Exports improved 5.4 per cent during the quarter in contrast to a 1.3 per cent decrease in the previous quarter, accounting for a contribution of 0.71 per cent to the GDP.
Imports rose 9.5 per cent in Q2, compared with 0.6 per cent in Q1, making a negative contribution of 1.51 per cent to the GDP.
The federal government spending declined 1.5 per cent in the second quarter, compared with a decline of 8.4 per cent in the first, making a negative impact of 0.12 per cent on the GDP.
Defence purchases were marginally down by 0.5 per cent in Q2 compared to an 11.2-per cent decrease in the March quarter, subtracting 0.02 per cent of the GDP.
The second GDP estimate for the quarter based on more complete data will be out on 29 August.
Simultaneously, the commerce department has revised the growth figures for the past several decades with a positive twist, for improving the accuracy of the estimates.

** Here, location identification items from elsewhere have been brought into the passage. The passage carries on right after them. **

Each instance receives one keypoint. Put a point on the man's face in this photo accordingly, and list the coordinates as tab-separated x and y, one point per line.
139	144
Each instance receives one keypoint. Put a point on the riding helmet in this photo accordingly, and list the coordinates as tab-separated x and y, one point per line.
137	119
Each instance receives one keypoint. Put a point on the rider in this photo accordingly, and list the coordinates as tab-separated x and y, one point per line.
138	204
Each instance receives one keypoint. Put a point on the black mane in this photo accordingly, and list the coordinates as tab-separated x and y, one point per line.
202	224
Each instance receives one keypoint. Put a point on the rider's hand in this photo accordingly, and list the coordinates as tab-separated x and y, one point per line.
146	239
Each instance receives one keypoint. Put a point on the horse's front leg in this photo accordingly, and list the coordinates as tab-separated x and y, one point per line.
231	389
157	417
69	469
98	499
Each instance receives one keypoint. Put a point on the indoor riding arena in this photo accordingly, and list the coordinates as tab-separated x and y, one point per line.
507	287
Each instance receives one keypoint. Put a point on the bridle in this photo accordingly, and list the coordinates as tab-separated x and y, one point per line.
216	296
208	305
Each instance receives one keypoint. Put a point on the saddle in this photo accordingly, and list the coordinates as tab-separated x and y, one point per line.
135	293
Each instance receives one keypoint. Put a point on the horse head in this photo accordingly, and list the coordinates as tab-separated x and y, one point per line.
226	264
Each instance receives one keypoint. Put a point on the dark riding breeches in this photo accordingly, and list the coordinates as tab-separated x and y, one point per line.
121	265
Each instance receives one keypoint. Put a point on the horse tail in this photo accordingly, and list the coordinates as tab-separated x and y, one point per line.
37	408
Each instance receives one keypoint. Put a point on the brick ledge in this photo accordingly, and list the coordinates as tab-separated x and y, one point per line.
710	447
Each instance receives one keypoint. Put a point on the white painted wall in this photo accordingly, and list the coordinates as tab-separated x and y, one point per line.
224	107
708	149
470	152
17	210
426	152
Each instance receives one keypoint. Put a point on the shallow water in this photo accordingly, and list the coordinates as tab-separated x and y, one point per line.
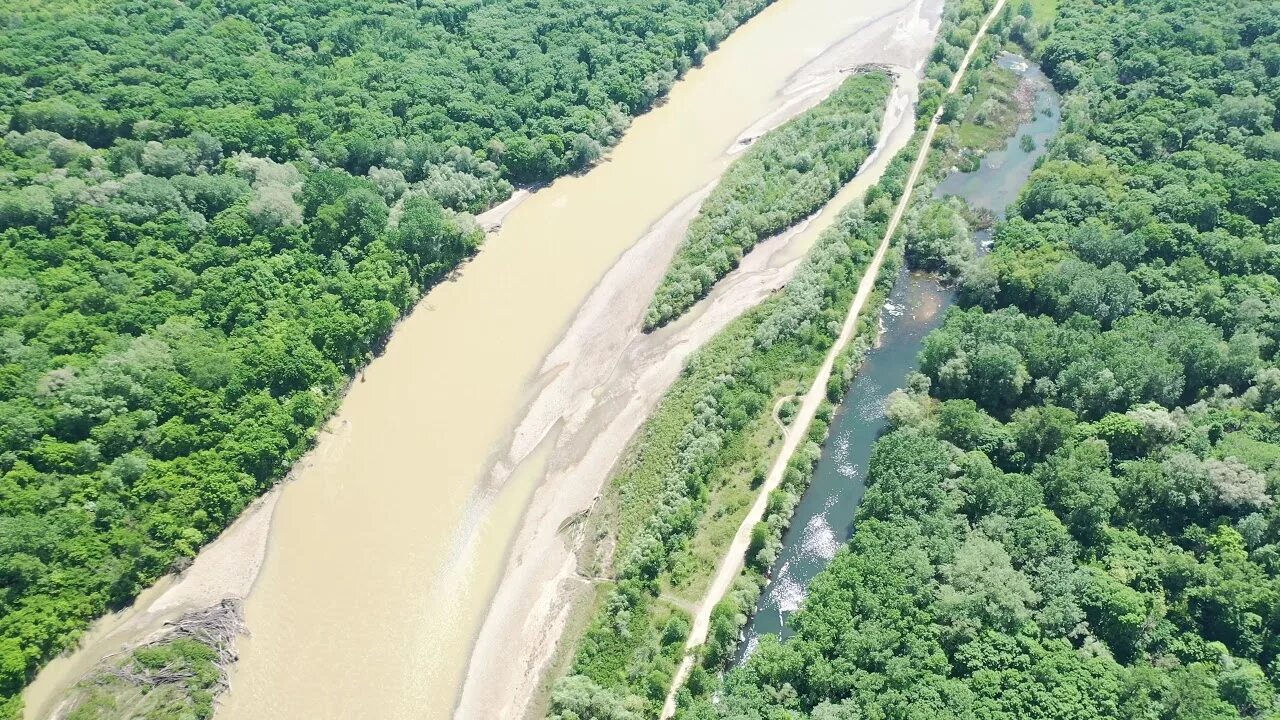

The 2012 GDP was now 2.8 per cent, up from its previous estimate of 2.2 per cent. The growth for 2011 was unrevised at 1.8 per cent while the 2010 GDP was revised to 2.5 per cent from 2.4 per cent.
During the recession from Q4 2007 to Q2 2009, the GDP decreased at a less severe annual rate of 2.9 per cent against the previous estimate of 3.2 per cent. The cumulative decrease, estimated not on annual basis, was 4.3 per cent from the earlier figure of 4.7 per cent.

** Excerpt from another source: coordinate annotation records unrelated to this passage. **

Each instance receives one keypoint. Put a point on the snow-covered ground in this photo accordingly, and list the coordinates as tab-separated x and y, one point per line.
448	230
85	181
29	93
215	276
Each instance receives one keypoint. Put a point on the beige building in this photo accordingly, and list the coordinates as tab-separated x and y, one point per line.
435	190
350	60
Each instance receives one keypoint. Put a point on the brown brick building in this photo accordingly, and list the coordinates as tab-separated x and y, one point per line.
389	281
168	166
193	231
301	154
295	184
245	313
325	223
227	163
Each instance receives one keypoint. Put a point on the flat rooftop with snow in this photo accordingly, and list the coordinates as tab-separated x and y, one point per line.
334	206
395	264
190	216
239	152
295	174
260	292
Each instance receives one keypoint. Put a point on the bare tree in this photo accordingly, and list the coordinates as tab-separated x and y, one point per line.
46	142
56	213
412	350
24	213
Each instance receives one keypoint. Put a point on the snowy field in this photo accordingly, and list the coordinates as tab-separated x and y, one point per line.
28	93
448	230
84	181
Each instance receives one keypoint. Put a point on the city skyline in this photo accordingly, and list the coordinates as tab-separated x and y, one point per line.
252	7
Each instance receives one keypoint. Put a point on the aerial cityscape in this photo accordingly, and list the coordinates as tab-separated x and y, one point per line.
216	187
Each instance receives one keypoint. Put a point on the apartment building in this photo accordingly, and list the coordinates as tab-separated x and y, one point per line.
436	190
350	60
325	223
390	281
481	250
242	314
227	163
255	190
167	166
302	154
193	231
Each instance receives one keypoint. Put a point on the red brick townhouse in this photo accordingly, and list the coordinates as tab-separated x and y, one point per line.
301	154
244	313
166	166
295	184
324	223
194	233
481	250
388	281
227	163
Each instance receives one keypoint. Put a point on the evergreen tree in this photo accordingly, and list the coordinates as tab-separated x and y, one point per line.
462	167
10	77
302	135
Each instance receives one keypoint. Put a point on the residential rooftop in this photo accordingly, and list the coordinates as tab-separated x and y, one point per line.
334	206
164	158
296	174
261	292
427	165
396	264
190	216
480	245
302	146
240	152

For the period of subsequent expansion to the first quarter of 2013, the average GDP growth was 2.2 per cent, a sight improvement from the earlier estimate of 2.1 per cent.
Earlier this week, the International Monetary Fund (IMF) in its periodic review of the US economy anticipated a slower growth for the country's economy in the second quarter. (See: US economic recovery `tepid': IMF).
''The expiration of the payroll tax cut and implementation of across-the-board spending cuts are weighing significantly on growth this year,'' the report had said.
According to the IMF, the country is expected to post a 1.7 per cent growth this year, which will accelerate to 2.7 per cent next year as effects of the powerful internal and external headwinds subside gradually. The continuing recession in Europe and a slowdown in emerging markets including China are having negative impacts on growth.
In a key policy meeting yesterday, the US Federal Reserve has said that it would continue to buy $85 billion in bonds per month to stimulate growth and has left the key interest rates at near-zero level.
In comparison, the UK economy has expanded 0.6-per cent in the second quarter over the first quarter with all the major components registering positive growths. (See: UK GDP growth quickens to 0.6% in Q2)
The eurozone's growth figures are expected later this month. The bloc's economy contracted 0.2 per cent in the first quarter, its sixth quarter of recession.